The proposed $80 million facility would include six full-sized pitches, three synthetic and three turf, alongside four five-a-side pitches, modern changerooms for both men and women, and dedicated training facilities. The design is intended to serve every level of the game simultaneously, from grassroots junior competitions through to national-level tournaments.

From grassroots to A-League ambitions

Football Tasmania has framed the facility’s purpose across a deliberately wide range of uses. At the community end, it would provide a permanent home for junior games and regional tournaments that currently compete for limited rectangular ground availability across the state. At the elite end, it would create the capacity to host national competitions including the Emerging Matildas and Emerging Socceroos Championships, flagship state competitions such as the Statewide Cup finals, and potentially, in time, an A-League team.

That last ambition is the most significant and the most distant. Pignata was measured but direct in raising it, situating a Tasmanian A-League club alongside the NBL’s Jackjumpers, the WNBL’s Jewels and the AFL’s Devils as part of the state’s emerging identity as a home for national sporting competition.

“One day down the track, we anticipate this would become home to our very own A-League team, so that we take our rightful place in the nation’s elite competition,” he said.

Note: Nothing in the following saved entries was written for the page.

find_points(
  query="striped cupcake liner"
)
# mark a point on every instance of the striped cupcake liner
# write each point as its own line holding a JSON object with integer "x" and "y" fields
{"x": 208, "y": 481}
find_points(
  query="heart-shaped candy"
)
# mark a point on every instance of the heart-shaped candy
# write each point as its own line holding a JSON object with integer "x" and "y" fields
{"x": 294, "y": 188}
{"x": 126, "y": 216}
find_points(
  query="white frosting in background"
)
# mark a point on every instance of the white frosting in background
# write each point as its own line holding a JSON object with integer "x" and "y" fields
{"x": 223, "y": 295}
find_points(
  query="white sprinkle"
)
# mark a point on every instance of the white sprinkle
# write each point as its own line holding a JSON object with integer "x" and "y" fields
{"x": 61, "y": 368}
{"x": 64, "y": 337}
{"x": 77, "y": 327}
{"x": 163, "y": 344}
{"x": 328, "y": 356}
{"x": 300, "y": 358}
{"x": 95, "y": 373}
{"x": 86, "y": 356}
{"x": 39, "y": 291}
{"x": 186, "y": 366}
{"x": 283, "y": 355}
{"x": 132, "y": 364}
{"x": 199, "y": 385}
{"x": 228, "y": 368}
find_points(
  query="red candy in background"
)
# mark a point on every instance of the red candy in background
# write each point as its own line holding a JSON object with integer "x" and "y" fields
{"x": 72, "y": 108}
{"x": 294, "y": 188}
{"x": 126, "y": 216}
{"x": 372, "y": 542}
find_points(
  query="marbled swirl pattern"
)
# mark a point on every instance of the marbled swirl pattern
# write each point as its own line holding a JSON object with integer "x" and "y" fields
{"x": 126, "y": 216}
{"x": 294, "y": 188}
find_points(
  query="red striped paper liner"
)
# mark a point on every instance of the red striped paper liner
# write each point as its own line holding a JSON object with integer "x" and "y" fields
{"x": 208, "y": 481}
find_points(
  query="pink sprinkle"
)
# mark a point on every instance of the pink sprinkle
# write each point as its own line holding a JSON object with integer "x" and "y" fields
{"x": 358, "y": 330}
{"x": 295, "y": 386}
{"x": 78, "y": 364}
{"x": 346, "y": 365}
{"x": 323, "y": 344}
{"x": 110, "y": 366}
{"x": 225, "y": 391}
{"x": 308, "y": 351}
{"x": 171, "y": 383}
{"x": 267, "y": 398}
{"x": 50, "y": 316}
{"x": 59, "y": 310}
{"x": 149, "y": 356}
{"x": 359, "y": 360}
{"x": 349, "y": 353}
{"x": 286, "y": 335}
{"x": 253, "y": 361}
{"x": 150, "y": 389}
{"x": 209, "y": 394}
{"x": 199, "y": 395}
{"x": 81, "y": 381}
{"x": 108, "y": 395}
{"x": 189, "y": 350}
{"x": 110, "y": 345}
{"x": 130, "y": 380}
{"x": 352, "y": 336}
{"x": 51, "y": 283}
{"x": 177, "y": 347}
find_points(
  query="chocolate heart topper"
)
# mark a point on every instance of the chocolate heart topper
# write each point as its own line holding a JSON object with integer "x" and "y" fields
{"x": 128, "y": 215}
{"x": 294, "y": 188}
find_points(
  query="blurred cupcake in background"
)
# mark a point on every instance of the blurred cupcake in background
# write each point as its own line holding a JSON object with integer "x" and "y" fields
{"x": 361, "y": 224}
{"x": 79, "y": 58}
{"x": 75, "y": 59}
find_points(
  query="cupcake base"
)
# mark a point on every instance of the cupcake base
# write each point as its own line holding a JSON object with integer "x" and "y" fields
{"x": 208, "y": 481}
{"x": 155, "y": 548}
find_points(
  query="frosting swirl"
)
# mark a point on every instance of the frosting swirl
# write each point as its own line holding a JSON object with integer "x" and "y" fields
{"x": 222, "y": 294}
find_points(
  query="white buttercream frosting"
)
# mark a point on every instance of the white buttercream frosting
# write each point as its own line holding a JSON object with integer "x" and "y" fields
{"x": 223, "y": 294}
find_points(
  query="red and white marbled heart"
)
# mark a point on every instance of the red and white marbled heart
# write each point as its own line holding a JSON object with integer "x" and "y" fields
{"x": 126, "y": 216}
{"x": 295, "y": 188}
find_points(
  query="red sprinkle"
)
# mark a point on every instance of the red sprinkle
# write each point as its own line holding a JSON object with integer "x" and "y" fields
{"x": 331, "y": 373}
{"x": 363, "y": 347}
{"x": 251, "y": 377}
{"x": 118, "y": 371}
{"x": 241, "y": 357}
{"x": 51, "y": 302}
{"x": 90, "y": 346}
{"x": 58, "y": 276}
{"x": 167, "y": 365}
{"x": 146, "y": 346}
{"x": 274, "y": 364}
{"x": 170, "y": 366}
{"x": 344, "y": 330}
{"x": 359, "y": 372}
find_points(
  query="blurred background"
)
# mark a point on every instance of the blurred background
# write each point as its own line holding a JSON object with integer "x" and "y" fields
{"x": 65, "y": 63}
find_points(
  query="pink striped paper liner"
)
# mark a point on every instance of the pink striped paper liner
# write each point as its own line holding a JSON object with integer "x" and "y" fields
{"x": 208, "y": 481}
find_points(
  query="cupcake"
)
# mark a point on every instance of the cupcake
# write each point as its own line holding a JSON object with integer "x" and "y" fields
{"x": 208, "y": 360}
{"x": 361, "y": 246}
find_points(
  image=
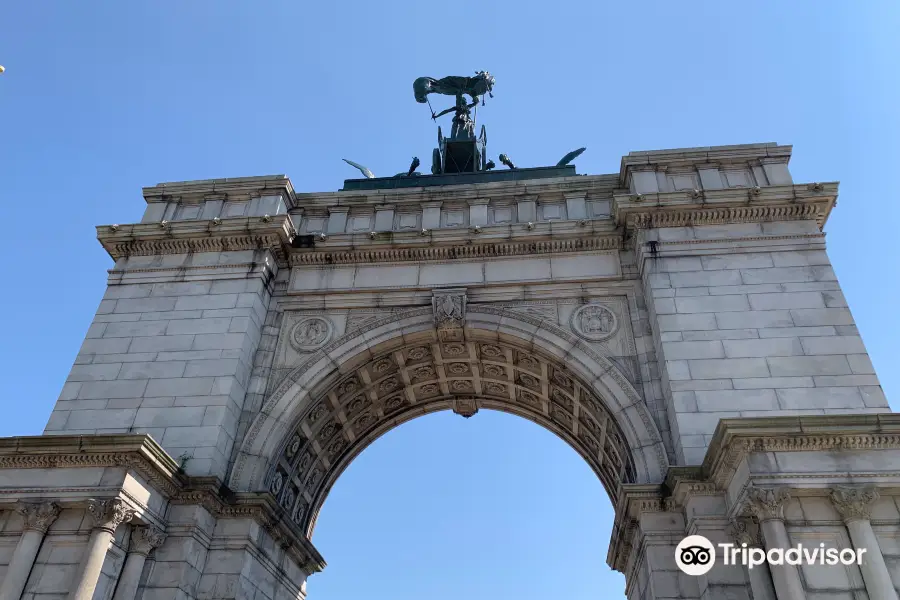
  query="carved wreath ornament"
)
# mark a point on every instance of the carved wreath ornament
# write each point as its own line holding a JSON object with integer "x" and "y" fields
{"x": 310, "y": 334}
{"x": 594, "y": 322}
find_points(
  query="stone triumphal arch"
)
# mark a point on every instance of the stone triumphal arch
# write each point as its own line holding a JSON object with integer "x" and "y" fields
{"x": 677, "y": 323}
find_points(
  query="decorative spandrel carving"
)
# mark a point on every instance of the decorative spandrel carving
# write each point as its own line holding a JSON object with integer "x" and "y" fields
{"x": 854, "y": 503}
{"x": 594, "y": 322}
{"x": 39, "y": 516}
{"x": 109, "y": 514}
{"x": 449, "y": 313}
{"x": 310, "y": 334}
{"x": 767, "y": 504}
{"x": 146, "y": 538}
{"x": 744, "y": 530}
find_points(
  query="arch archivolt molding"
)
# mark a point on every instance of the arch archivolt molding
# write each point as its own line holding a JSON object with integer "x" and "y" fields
{"x": 391, "y": 370}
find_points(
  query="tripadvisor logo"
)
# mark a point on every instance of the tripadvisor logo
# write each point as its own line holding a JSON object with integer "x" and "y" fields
{"x": 696, "y": 555}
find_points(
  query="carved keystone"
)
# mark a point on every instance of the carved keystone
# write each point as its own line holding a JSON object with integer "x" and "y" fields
{"x": 854, "y": 503}
{"x": 109, "y": 514}
{"x": 39, "y": 516}
{"x": 449, "y": 313}
{"x": 465, "y": 406}
{"x": 767, "y": 504}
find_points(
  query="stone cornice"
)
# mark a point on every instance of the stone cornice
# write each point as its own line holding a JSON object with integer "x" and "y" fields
{"x": 703, "y": 156}
{"x": 233, "y": 188}
{"x": 734, "y": 439}
{"x": 223, "y": 503}
{"x": 137, "y": 452}
{"x": 716, "y": 207}
{"x": 183, "y": 237}
{"x": 594, "y": 186}
{"x": 140, "y": 453}
{"x": 485, "y": 249}
{"x": 633, "y": 500}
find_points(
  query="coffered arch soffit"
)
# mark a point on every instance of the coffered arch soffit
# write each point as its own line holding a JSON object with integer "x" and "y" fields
{"x": 362, "y": 385}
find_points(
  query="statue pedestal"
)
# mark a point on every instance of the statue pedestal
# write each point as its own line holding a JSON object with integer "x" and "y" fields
{"x": 461, "y": 156}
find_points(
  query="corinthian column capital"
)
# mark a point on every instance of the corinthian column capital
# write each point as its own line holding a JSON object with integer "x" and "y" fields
{"x": 767, "y": 504}
{"x": 109, "y": 514}
{"x": 39, "y": 516}
{"x": 854, "y": 503}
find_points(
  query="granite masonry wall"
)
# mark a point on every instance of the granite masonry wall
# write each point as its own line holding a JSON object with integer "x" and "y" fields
{"x": 749, "y": 321}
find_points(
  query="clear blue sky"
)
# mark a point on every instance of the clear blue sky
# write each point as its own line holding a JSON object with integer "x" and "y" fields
{"x": 101, "y": 98}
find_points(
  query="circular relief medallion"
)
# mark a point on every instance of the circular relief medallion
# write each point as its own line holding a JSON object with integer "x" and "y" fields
{"x": 310, "y": 333}
{"x": 594, "y": 322}
{"x": 417, "y": 353}
{"x": 277, "y": 482}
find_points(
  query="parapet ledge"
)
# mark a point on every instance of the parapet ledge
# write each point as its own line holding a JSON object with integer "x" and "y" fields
{"x": 733, "y": 439}
{"x": 182, "y": 237}
{"x": 713, "y": 207}
{"x": 231, "y": 188}
{"x": 138, "y": 451}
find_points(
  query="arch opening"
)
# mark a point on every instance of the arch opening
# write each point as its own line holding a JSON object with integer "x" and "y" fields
{"x": 396, "y": 383}
{"x": 467, "y": 501}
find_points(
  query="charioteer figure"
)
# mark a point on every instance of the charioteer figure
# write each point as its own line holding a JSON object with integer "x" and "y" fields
{"x": 462, "y": 152}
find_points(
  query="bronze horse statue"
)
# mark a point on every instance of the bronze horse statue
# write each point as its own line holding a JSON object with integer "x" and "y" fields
{"x": 481, "y": 84}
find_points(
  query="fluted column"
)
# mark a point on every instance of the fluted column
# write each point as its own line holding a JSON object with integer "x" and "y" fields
{"x": 107, "y": 515}
{"x": 855, "y": 505}
{"x": 143, "y": 540}
{"x": 747, "y": 531}
{"x": 38, "y": 518}
{"x": 767, "y": 505}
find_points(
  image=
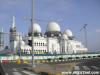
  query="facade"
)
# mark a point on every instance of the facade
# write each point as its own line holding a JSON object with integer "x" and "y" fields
{"x": 53, "y": 41}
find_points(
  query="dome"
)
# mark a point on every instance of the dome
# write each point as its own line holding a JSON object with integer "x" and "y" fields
{"x": 53, "y": 26}
{"x": 68, "y": 32}
{"x": 65, "y": 36}
{"x": 36, "y": 28}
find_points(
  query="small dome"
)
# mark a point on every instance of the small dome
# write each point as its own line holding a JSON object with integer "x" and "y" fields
{"x": 68, "y": 32}
{"x": 65, "y": 36}
{"x": 52, "y": 26}
{"x": 36, "y": 28}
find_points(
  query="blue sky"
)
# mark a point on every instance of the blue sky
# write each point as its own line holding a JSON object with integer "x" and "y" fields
{"x": 72, "y": 14}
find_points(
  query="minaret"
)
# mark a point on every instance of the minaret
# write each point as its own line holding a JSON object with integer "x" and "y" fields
{"x": 13, "y": 30}
{"x": 13, "y": 36}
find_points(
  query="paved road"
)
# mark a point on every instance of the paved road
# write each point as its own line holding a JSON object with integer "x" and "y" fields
{"x": 14, "y": 69}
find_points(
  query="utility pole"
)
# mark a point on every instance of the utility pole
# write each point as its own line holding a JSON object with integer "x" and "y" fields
{"x": 85, "y": 34}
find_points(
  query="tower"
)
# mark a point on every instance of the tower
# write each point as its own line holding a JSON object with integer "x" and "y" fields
{"x": 13, "y": 36}
{"x": 1, "y": 40}
{"x": 13, "y": 30}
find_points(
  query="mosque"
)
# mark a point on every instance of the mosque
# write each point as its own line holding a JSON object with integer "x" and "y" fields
{"x": 53, "y": 41}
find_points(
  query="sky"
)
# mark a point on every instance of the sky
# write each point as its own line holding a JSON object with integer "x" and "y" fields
{"x": 70, "y": 14}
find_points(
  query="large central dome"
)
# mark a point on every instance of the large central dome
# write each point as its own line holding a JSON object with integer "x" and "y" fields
{"x": 52, "y": 27}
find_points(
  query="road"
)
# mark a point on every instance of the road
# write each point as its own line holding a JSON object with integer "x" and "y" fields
{"x": 92, "y": 65}
{"x": 16, "y": 69}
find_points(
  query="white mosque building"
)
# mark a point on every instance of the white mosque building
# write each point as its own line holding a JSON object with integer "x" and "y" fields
{"x": 53, "y": 41}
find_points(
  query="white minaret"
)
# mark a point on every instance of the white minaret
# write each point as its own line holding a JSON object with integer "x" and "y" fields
{"x": 13, "y": 36}
{"x": 1, "y": 39}
{"x": 13, "y": 30}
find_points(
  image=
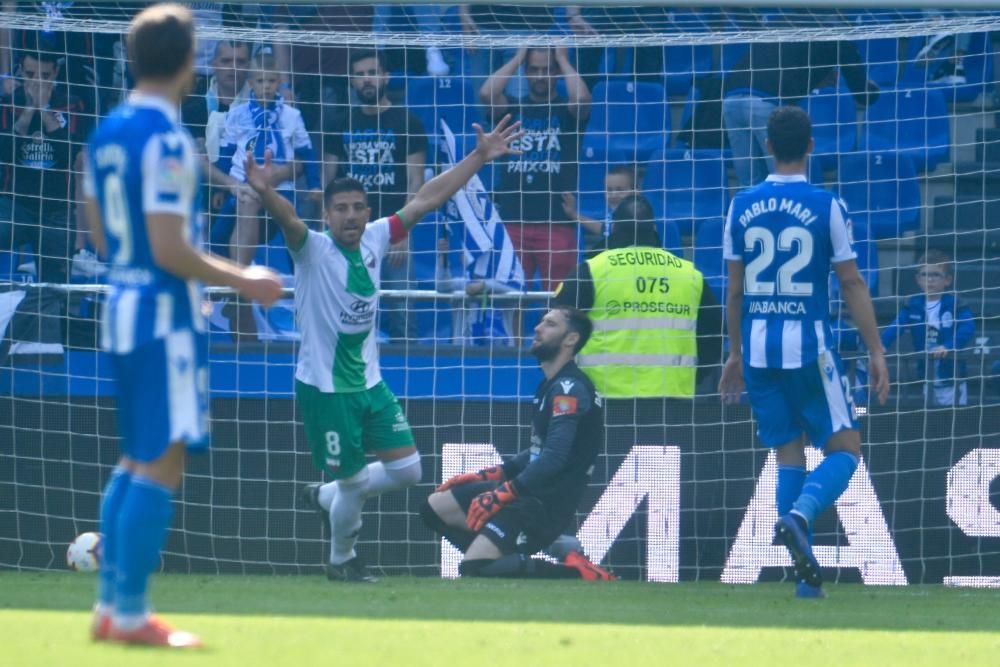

The pathway from planning funding to A-League admission is long and would require sustained political and commercial support well beyond the current commitment. But the logic is consistent with how football infrastructure investment has worked elsewhere in Australia. The facility comes first, and the competitive pathway follows. Without a purpose-built ground that meets the standards required for elite competition, the conversation about an A-League team cannot begin in earnest.

The equity dimension

The inclusion of modern women’s and men’s changerooms in the facility’s design carries more weight than it might appear. Community and semi-professional football facilities across Australia have historically been built to male standards, with women’s changerooms added as afterthoughts or not included at all. That inadequacy has been consistently identified as a barrier to female participation and to the hosting of women’s competitions at venues that cannot accommodate them properly.

A purpose-built facility that treats women’s infrastructure as a design requirement rather than a retrofit positions the Home of Football to serve the growth of women’s football in Tasmania in a way that existing facilities cannot. The state recorded 41,395 registered football participants in 2025, a number that has been growing and that the current rectangular facility stock was not built to support at this scale.

Additionally, the government’s Ticket to Play program, which provides eligible children with two vouchers worth up to $100 each for sporting participation, and the Ticket to Wellbeing program offering $100 vouchers to eligible seniors, represent indirect but meaningful support for football participation across the state’s communities.

Pignata also acknowledged outgoing Football Tasmania President Bob Gordon, who he said had dedicated almost a decade to the organisation and had been instrumental in lobbying for this and other facilities across the state.

The $350,000 planning commitment is a beginning. The $80 million facility it is intended to progress remains subject to further government investment and development approval.